The average and standard deviation of the bootstrapped volatilities for COMMODITY are 6.15% and 0.19%
The average and standard deviation of the bootstrapped volatilities for GOLD are 4.42% and 0.11%
The average and standard deviation of the bootstrapped volatilities for STOCK_US are 4.22% and 0.11%
The average and standard deviation of the bootstrapped volatilities for STOCK_EM are 6.48% and 0.18%
The average and standard deviation of the bootstrapped volatilities for STOCK_EUROPE are 4.99% and 0.13%
The average and standard deviation of the bootstrapped volatilities for GOVBOND_US are 2.05% and 0.05%


In [9]:
for name in portlist:  #for loop for the sample asset averages and volatilities 
    l_data = list(data[name])
    sample_mean = sum(l_data)/len(l_data) * 100 
    sample_var = sum([(x*100 - sample_mean)**2 for x in l_data])/len(l_data) 
    sample_std = sample_var**0.5 
    print('The asset {} has a mean daily average return of {:3.2f}% and a daily volatility of {:3.2f}%'.format(name,sample_mean,sample_std))

The asset COMMODITY has a mean daily average return of 0.35% and a daily volatility of 6.15%
The asset GOLD has a mean daily average return of 0.43% and a daily volatility of 4.41%
The asset STOCK_US has a mean daily average return of 0.98% and a daily volatility of 4.21%
The asset STOCK_EM has a mean daily average return of 1.08% and a daily volatility of 6.47%
The asset STOCK_EUROPE has a mean daily average return of 0.79% and a daily volatility of 4.99%
The asset GOVBOND_US has a mean daily average return of 0.53% and a daily volatility of 2.04%


In [10]:
result = bootstrap(data,portlist,100,100) #changing parameters to 100 observations and 100 iterations for discussion 
boot_mean = []
boot_sd = [] 
for volatilities in result: 
    mean = sum(volatilities)/len(volatilities) 
    variance = sum([(x-mean)**2 for x in volatilities])/len(volatilities) 
    std = variance**0.5 
    boot_mean.append(mean)
    boot_sd.append(std)
for i in range(len(boot_sd)): #for loop for bootstrap results 
    print('The average and standard deviation of the bootstrapped volatilities for {} are {:3.2f}% and {:3.2f}%'.format(portlist[i],boot_mean[i],boot_sd[i]))

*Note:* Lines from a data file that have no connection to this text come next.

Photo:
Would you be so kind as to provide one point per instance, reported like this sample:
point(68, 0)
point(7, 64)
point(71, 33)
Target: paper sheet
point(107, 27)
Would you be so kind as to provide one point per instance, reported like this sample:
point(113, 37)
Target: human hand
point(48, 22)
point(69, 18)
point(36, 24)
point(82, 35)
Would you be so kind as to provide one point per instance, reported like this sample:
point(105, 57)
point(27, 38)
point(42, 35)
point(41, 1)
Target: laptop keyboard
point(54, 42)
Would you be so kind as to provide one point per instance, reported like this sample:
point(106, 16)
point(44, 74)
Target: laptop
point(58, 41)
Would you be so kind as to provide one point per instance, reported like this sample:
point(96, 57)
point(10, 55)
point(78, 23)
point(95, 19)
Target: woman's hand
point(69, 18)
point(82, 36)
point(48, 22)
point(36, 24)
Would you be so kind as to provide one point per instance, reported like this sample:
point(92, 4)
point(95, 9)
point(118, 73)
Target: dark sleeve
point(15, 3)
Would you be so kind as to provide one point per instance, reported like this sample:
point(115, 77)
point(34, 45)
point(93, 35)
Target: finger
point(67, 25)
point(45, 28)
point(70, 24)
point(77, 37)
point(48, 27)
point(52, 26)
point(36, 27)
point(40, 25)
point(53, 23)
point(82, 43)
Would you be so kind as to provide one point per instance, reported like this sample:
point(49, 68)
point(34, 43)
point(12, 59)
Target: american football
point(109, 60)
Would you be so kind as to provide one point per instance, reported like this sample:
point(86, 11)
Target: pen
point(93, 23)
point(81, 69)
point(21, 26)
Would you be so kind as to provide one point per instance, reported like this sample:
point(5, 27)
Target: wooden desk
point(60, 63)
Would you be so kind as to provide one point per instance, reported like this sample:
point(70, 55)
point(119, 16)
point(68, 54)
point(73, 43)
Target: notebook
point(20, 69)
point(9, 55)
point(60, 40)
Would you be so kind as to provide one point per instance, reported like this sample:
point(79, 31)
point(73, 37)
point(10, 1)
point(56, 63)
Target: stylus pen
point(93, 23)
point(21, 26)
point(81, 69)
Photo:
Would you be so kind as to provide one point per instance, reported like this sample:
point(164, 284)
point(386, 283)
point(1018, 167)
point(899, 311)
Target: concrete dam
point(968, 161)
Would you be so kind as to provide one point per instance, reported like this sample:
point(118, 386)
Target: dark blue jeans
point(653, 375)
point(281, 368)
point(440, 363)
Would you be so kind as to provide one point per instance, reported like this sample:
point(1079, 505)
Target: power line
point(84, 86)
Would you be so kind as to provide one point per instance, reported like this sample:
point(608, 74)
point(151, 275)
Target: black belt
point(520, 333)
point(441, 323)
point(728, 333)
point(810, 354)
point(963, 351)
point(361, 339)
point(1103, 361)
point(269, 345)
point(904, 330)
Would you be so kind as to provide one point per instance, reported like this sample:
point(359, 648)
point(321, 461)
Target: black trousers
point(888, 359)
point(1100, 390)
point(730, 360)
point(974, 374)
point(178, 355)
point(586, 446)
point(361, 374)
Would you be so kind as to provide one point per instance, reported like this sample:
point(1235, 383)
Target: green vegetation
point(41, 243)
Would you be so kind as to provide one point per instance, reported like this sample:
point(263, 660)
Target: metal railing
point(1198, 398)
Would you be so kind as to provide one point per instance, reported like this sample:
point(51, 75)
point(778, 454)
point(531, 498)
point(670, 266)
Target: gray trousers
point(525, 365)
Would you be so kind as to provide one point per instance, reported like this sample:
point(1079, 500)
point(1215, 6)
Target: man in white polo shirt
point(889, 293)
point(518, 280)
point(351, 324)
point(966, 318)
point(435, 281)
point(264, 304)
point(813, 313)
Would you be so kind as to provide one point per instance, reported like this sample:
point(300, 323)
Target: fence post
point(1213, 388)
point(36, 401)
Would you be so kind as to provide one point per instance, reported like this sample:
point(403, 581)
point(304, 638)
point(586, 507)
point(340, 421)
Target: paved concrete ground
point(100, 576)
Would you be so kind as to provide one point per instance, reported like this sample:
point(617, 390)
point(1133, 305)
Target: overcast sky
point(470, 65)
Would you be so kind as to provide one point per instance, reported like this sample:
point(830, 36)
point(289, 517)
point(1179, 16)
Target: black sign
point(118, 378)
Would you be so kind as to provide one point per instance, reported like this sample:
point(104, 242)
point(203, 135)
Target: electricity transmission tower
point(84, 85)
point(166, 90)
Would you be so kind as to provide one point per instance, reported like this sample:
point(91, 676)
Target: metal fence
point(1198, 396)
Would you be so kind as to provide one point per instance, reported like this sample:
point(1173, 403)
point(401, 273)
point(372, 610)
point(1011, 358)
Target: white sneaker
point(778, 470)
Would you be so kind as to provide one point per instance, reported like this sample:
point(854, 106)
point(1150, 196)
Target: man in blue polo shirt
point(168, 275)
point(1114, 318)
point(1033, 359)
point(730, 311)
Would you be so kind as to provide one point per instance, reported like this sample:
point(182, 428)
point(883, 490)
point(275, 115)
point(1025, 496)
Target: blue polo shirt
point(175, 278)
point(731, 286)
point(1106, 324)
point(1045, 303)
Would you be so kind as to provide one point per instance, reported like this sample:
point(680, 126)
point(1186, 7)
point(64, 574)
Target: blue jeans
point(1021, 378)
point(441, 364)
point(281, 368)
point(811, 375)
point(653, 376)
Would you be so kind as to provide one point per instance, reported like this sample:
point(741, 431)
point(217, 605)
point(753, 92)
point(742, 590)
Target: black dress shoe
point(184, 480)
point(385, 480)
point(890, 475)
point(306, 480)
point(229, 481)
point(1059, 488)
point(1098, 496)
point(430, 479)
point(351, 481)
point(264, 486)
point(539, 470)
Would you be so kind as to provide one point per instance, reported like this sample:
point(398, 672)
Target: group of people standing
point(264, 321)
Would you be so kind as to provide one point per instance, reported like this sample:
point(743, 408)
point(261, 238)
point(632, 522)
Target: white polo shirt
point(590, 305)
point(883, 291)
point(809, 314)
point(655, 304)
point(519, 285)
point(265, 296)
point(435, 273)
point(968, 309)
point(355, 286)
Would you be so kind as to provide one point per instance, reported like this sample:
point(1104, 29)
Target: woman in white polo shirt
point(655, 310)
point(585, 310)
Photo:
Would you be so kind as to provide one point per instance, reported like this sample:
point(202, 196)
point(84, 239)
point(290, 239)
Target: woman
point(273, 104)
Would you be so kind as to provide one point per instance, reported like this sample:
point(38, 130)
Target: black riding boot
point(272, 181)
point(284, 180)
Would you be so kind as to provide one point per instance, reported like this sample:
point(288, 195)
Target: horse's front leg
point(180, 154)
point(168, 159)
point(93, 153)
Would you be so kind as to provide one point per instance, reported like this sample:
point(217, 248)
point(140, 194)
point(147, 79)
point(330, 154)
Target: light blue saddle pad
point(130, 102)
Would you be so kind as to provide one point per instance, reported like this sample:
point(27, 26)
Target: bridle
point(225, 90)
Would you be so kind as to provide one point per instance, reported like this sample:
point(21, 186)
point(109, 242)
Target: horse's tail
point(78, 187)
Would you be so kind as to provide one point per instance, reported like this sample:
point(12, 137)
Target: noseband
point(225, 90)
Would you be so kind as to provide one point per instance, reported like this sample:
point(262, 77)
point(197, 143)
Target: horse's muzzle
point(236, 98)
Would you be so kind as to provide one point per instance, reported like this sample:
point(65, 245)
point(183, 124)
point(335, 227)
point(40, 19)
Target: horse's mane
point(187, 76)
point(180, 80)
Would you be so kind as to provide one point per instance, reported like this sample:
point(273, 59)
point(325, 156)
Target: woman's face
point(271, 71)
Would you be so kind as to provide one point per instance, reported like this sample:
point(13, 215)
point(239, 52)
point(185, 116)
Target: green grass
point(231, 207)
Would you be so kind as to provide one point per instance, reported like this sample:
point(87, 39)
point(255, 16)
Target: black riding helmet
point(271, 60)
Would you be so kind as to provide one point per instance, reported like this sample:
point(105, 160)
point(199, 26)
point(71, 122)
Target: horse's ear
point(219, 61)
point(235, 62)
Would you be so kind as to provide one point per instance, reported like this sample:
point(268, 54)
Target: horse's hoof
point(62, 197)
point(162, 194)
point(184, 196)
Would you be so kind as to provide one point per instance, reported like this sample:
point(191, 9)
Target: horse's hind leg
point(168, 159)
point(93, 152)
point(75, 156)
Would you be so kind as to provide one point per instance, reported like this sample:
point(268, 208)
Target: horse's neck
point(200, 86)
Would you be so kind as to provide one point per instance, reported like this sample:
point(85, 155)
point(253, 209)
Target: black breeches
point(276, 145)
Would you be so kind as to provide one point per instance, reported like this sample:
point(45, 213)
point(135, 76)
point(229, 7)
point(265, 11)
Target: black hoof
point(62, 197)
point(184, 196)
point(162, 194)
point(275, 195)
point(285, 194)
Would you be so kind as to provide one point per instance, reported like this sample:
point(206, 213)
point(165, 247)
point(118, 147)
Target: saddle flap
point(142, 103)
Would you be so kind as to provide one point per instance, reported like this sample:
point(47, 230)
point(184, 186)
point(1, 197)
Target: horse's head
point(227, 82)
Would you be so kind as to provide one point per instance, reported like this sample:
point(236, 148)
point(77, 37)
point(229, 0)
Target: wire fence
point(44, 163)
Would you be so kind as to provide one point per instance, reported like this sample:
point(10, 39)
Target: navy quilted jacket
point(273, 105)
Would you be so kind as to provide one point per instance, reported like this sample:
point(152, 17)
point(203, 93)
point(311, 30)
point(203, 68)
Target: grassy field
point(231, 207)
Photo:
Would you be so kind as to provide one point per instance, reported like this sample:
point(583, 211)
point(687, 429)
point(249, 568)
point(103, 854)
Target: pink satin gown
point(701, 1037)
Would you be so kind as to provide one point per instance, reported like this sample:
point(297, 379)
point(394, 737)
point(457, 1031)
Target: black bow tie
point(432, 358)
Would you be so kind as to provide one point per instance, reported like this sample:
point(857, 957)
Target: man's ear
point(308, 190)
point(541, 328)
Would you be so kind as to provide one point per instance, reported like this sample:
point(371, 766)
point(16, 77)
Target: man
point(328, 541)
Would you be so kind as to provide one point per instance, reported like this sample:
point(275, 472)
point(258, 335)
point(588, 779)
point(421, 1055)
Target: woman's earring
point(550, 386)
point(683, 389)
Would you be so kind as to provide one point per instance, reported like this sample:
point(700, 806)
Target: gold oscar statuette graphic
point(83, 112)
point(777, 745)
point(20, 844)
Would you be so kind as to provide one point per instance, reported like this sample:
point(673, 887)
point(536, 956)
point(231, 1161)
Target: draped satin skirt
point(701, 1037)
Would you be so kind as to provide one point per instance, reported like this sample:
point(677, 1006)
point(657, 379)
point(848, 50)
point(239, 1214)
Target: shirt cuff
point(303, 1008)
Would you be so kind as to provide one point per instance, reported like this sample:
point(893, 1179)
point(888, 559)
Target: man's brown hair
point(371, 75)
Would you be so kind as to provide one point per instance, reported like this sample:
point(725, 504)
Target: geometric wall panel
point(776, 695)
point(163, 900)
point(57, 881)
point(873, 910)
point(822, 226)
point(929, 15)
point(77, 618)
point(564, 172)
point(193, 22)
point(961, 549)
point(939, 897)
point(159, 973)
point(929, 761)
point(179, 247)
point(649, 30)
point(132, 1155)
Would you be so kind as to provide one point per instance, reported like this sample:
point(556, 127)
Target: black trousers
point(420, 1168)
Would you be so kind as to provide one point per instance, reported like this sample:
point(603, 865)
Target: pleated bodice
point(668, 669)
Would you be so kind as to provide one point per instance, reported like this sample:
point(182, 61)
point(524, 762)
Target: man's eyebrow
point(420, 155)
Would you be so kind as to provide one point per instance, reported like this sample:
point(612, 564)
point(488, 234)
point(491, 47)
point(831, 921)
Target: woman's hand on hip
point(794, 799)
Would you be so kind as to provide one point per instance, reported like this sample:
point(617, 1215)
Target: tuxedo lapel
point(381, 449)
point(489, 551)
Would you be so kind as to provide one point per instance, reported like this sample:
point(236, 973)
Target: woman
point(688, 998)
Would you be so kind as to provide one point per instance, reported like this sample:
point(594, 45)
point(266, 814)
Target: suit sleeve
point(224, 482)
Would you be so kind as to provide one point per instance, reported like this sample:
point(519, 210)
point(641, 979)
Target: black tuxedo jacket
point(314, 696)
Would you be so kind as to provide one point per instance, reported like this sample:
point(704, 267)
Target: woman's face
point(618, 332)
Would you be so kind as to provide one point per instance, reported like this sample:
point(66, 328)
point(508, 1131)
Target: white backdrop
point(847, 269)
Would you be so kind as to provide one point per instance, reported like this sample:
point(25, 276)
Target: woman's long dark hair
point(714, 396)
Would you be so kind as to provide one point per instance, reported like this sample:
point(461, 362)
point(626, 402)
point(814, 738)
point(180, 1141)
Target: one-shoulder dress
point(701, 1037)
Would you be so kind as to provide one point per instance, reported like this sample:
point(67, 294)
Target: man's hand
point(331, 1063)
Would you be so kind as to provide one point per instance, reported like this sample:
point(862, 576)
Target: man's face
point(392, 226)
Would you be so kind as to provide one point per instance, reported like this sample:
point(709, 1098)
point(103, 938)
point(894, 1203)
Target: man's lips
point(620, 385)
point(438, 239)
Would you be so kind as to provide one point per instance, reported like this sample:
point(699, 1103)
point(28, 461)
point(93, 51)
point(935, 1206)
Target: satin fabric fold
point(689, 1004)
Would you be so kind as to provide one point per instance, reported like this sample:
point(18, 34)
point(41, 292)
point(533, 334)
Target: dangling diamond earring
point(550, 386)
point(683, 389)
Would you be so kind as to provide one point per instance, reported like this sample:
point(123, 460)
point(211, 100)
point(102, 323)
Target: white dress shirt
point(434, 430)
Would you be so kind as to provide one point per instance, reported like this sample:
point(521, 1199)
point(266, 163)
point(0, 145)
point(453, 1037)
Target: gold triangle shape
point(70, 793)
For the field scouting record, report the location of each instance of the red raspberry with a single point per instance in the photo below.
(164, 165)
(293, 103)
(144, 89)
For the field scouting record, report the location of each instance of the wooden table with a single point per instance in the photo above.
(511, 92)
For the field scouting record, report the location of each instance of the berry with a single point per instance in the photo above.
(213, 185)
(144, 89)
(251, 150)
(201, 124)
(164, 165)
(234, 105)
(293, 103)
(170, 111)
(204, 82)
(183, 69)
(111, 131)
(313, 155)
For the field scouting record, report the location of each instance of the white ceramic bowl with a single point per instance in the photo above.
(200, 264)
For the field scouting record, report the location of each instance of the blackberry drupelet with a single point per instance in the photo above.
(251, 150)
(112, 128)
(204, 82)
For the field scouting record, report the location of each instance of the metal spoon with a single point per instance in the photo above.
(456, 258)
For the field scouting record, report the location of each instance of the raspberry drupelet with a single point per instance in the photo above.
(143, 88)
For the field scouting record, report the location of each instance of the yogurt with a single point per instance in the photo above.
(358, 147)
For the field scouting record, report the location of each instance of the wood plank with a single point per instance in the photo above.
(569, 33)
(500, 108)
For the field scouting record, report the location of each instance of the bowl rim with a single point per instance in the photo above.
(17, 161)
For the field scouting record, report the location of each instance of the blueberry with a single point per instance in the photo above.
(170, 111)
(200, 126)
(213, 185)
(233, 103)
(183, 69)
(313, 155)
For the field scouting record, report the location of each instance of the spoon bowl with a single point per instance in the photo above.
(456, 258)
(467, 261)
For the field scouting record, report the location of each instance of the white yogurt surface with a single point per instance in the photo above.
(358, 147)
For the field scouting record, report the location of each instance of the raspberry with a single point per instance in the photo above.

The average and standard deviation of the bootstrapped volatilities for COMMODITY are 6.18% and 0.51%
The average and standard deviation of the bootstrapped volatilities for GOLD are 4.42% and 0.37%
The average and standard deviation of the bootstrapped volatilities for STOCK_US are 4.20% and 0.29%
The average and standard deviation of the bootstrapped volatilities for STOCK_EM are 6.47% and 0.50%
The average and standard deviation of the bootstrapped volatilities for STOCK_EUROPE are 4.96% and 0.43%
The average and standard deviation of the bootstrapped volatilities for GOVBOND_US are 2.00% and 0.16%


Discussion:
+ There is no surprise that the mean daily volatility of the entire sample of observations is equally approximated by the average bootstrapped volatilities of the assets. With the amount of rounds reaching 10,000 iterations, then the Law of Large Numbers applies to the bootstrapping method and ensures an average volatility had we not done bootstrapping. 
+ The relationship between the average bootstrapped volatilities and its standard deviation is directly proportional. The higher the average bootstrapped volatility, or the average daily volatility of the large sample, then the standard deviation of the boostrapped volatilities increases as well. 
+ When parameters are changed to smaller numbers from 300 observations to 100 observations, and 10000 rounds to 100 rounds, one would expect more volatility in the data and less reliable results, then before. Turns out that the average bootstrapped volatilities still approximate the sample volatility, but differ somewhat at times. the standard deviation of the volatility becomes slightly more volatile. Some increase and some decrease in comparison with step 2's results. 
+ Interestingly, the more volatile bootstrapped standard deviations with lower parameters, cause an increase in the average bootstrapped volatiilites. Thus, these blow up the approximate sample volatility a little.